Revenons un instant sur l’environnement d’exécution. Pour les OS, l’utilisateur est tributaire des versions qui lui sont proposées : Windows 8 n’est par exemple plus proposé aux nouveaux acquéreurs d’un PC depuis janvier 2023. Idem pour les runtimes de Databricks, l’utilisateur ne peut choisir que parmi une liste bien définie, qui évolue au cours du temps. Ceux qui continuent d’utiliser une version caduque ont été informés que leurs bugs ne seraient plus pris en charge. Autrement dit, au nom du MCO, ils ont été invités à effectuer… une migration.

1. La migration vers Spark 3, une impulsion de la plateforme Databricks

Spark est un outil de traitement de données utilisant le calcul distribué, très présent dans l’univers du big data. Il est très performant et permet de faire de nombreux traitements avec une rapidité de calcul inédite.

Prenons un scénario concret : notre application a été développée sur la base de cet outil. Il a été encensé à l’avant-vente et maintenant qu’il a été développé, puis mis en production, on annonce qu’il a besoin d’une mise à jour. Pourquoi ? Est-ce normal ? Habituel ? Et d’abord, en quoi consiste une mise à jour ? Et quelle différence avec une migration ?

1.1. Une apparente simplicité : un numéro à changer…

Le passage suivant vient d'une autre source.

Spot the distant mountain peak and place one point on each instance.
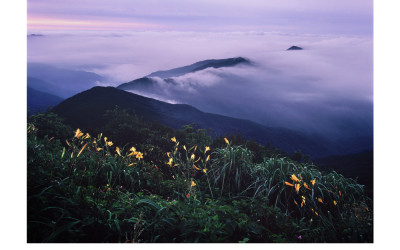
(210, 63)
(295, 48)
(146, 83)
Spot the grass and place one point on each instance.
(87, 189)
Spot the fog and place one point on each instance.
(325, 88)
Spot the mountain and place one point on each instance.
(212, 63)
(147, 83)
(40, 101)
(359, 165)
(295, 48)
(59, 81)
(86, 109)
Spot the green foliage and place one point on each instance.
(161, 185)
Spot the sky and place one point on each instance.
(124, 40)
(294, 16)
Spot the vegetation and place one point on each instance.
(138, 181)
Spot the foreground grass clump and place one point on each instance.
(87, 189)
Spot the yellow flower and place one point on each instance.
(226, 140)
(170, 162)
(81, 150)
(78, 133)
(294, 178)
(289, 184)
(303, 202)
(133, 153)
(118, 152)
(297, 187)
(139, 155)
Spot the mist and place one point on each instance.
(325, 88)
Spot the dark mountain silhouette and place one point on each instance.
(146, 83)
(86, 110)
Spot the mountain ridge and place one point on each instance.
(87, 108)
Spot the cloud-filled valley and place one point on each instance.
(324, 88)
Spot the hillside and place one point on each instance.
(86, 110)
(40, 101)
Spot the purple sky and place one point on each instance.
(123, 40)
(295, 16)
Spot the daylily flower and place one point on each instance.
(81, 150)
(297, 187)
(294, 178)
(133, 153)
(139, 155)
(170, 162)
(303, 202)
(78, 133)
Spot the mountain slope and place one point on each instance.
(40, 101)
(212, 63)
(147, 83)
(61, 82)
(86, 109)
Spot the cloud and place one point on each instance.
(324, 88)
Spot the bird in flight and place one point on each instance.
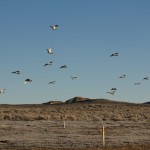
(2, 91)
(52, 82)
(49, 50)
(122, 77)
(73, 77)
(137, 83)
(54, 27)
(64, 66)
(114, 54)
(146, 78)
(27, 81)
(113, 89)
(49, 63)
(16, 72)
(111, 92)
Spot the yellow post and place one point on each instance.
(103, 135)
(64, 125)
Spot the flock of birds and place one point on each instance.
(49, 51)
(112, 91)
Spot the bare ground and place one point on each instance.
(41, 127)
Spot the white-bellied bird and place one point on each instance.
(27, 81)
(49, 50)
(2, 91)
(64, 66)
(54, 27)
(49, 63)
(16, 72)
(52, 82)
(114, 54)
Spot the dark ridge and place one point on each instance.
(146, 103)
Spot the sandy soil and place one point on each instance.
(41, 127)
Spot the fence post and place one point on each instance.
(103, 135)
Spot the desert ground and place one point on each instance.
(75, 125)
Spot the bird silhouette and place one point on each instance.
(49, 63)
(73, 77)
(2, 91)
(54, 27)
(16, 72)
(27, 81)
(114, 54)
(64, 66)
(49, 50)
(52, 82)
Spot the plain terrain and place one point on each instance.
(41, 126)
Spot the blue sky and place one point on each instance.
(89, 32)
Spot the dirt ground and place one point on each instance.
(40, 127)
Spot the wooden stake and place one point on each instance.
(103, 135)
(64, 125)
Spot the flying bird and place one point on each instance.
(2, 91)
(49, 50)
(111, 92)
(54, 27)
(73, 77)
(64, 66)
(114, 54)
(137, 83)
(16, 72)
(27, 81)
(122, 77)
(52, 82)
(113, 89)
(49, 63)
(145, 78)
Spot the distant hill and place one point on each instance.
(146, 103)
(79, 100)
(88, 100)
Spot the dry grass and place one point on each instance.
(40, 127)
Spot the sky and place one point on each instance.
(89, 32)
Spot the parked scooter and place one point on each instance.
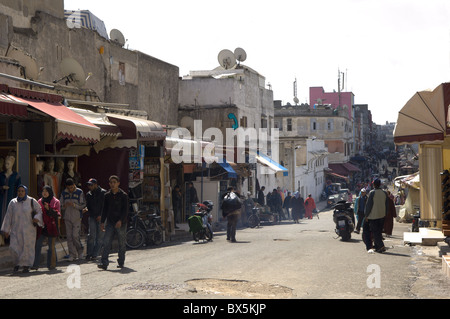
(200, 222)
(343, 218)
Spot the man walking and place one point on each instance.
(360, 205)
(114, 214)
(94, 206)
(375, 212)
(73, 202)
(261, 198)
(231, 209)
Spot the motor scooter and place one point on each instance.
(200, 222)
(343, 218)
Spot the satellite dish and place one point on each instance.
(227, 60)
(27, 62)
(117, 37)
(240, 54)
(188, 123)
(72, 72)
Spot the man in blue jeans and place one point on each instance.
(115, 214)
(375, 212)
(94, 207)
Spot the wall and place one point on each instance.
(346, 98)
(149, 84)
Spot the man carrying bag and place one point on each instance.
(231, 209)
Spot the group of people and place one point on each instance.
(29, 221)
(375, 214)
(294, 206)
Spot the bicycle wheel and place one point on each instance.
(253, 221)
(157, 237)
(134, 238)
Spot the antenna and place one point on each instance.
(227, 59)
(72, 72)
(295, 92)
(240, 55)
(28, 63)
(117, 37)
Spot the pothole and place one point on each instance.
(240, 288)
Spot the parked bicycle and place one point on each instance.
(144, 231)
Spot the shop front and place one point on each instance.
(424, 121)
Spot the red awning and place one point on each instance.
(10, 107)
(344, 169)
(70, 125)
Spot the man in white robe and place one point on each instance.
(18, 225)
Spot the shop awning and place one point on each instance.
(337, 175)
(69, 124)
(267, 161)
(344, 169)
(107, 128)
(423, 118)
(231, 172)
(144, 130)
(11, 107)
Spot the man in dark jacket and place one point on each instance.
(94, 207)
(261, 200)
(115, 214)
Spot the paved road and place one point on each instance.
(284, 261)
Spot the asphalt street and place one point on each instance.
(284, 261)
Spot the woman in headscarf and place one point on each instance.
(298, 207)
(51, 208)
(22, 217)
(310, 206)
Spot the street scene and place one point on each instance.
(124, 175)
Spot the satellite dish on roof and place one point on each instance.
(72, 72)
(240, 54)
(28, 63)
(227, 60)
(117, 37)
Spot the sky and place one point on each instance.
(387, 49)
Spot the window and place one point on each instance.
(289, 125)
(244, 121)
(330, 125)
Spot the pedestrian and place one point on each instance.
(390, 215)
(114, 221)
(359, 207)
(310, 205)
(192, 197)
(177, 202)
(22, 217)
(298, 207)
(287, 204)
(277, 203)
(51, 213)
(231, 211)
(73, 202)
(261, 198)
(94, 206)
(375, 212)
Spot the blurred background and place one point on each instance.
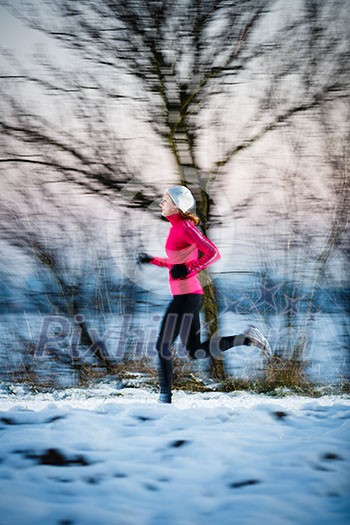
(106, 103)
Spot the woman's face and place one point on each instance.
(167, 205)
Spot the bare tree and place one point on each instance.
(170, 65)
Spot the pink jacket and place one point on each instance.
(182, 246)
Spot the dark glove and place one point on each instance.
(144, 258)
(179, 271)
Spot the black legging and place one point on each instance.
(182, 319)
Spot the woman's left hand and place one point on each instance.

Les points d’attache d’un numéro de version sont la plupart du temps très peu nombreux : en Scala il est entièrement contenu dans le pom.xml (avec Maven), ou dans le requirements.txt en Python.

Figure 1: Un champ à remplacer dans le pom.xml

Figure 1 : Un champ à remplacer dans le pom.xml

Tout semble donc très simple. Cependant, les développeurs ont estimé la charge liée à la montée de version : le chef de projet annonce deux semaines de développement au client. S’est-il moqué de lui ?

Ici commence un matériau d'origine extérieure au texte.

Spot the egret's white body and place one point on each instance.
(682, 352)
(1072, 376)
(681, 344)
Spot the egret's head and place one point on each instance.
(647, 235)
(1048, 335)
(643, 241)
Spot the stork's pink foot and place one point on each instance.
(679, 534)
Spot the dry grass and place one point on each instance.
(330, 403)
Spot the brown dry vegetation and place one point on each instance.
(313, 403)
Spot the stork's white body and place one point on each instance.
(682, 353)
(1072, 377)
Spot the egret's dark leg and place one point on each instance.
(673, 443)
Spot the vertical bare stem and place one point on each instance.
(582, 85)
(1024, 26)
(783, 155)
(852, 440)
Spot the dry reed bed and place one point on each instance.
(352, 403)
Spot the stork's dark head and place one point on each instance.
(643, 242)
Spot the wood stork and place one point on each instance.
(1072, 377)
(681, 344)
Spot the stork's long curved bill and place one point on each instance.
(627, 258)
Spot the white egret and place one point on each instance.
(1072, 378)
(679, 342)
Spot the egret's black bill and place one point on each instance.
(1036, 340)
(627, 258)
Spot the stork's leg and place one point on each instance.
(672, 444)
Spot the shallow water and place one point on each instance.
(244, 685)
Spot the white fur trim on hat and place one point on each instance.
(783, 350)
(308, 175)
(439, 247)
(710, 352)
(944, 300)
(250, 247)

1.2. …qui se répercute dans le code

Non, bien évidemment. Si l’acte de changer de version est immédiat, il a des répercussions qu’il faut gérer. Une nouvelle version, si elle est importante, ajoute de nouvelles fonctionnalités, en modifie certaines, en supprime d’autres. C’est d’ailleurs la nuance qu’on peut faire entre une montée de version, qui est synonyme de changements légers, et une migration, qui elle, implique de lourdes modifications. Parmi les changements dans le cas du passage de Spark 2 à 3, on peut citer, entre autres, les fonctions liées aux timestamps : celles-ci n’ont pas le même comportement face à un même format de données entre les deux versions. Observons ces différences, étant donné la commande suivante :

Figure 2 : le résultat de la commande selon les différentes versions

Le format de date est devenu invalide pour Spark 3, qui renvoie une exception. Il faut alors revoir les tests, qui ont peut-être été impactés par ces changements. Cet exemple illustre de façon concrète les évolutions dans le code qu’implique un changement de version, vu jusqu’alors comme une simple modification de valeur dans un fichier de config (pom.xml ou requirements.txt).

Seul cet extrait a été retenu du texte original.